Some further thoughts on my general support of a trend toward “perfectionist” studies:
Synthesis and aggregation are much more feasible for perfectionist studies. Flawed studies are not only less reliable; they’re more time-consuming to interpret. The ideal study has high-quality long-term data, well-executed randomization, low attrition, and a pre-analysis plan; such a study has results that can largely be taken at face value, and if there are many such studies it can be helpful to combine their results in a meta-analysis, while also looking for differences in setting that may explain their different findings. By contrast, when I’m looking at a large number of studies that I suspect have similar flaws, it seems important to try to understand all the nuances of each study, and there is usually no clearly meaningful way to aggregate them.
It’s difficult to assess external validity when internal validity is so much in question. In theory, I care about external validity as much as internal validity, but it’s hard to pick up anything about the former when I am so worried about the latter. When I see a large number of studies pointing in the same direction, I fear this is due to correlated biases rather than to a sign of generalizability; when I see studies finding different things, I suspect that this may be a product of different researchers’ goals and preferences rather than anything to do with differences in setting.
On the flipside, once I’m convinced of a small number of studies’ internal validity, it’s often possible to investigate external validity by using much more limited data that doesn’t even fall under the heading of “studies.” For example, when assessing the impact of a deworming campaign, we look at data on declines in worm infections, or even just data on whether the intervention was delivered appropriately; once we’ve been sold that the basic mechanism is plausible, data along these lines can fill in an important part of the external validity picture. This approach works best for interventions that seem inherently likely to generalize (e.g., health interventions).
Rather than seeing internal and external validity as orthogonal qualities that can be measured using different methods, I tend to see a baseline level of internal validity as a prerequisite to examining external validity.

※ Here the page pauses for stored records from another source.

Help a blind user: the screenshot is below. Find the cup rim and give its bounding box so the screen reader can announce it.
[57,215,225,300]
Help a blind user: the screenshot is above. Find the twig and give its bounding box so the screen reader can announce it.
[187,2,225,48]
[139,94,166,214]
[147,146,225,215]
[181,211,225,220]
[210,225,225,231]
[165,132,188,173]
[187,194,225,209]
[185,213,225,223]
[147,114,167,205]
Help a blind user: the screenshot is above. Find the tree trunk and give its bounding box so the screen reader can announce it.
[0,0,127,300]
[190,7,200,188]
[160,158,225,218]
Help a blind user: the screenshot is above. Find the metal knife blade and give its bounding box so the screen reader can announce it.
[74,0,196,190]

And since this baseline is seldom met, that’s what I’m most eager to see more of.
Bottom line. Under the status quo, I get very little value out of literatures that have large numbers of flawed studies – because I tend to suspect the flaws of running in the same direction. On a given research question, I tend to base my view on the very best, most expensive, most “perfectionist” studies, because I expect these studies to be the most fair and the most scrutinized, and I think focusing on them leaves me in better position than trying to understand all the subtleties of a large number of flawed studies.
If there were more diversity of research methods, I’d worry less about pervasive and correlated selection bias. If I trusted academics to be unbiased, I would feel better about looking at the overall picture presented by a large number of imperfect studies. If I had the time to understand all the nuances of every study, I’d be able to make more use of large and flawed literatures. And if all of these issues were less concerning to me, I’d be more interested in moving beyond a focus on internal validity to broader investigations of external validity. But as things are, I tend to get more value out of the 1-5 best studies on a subject than out of all others combined, and I wish that perfectionist approaches were much more dominant than they currently are.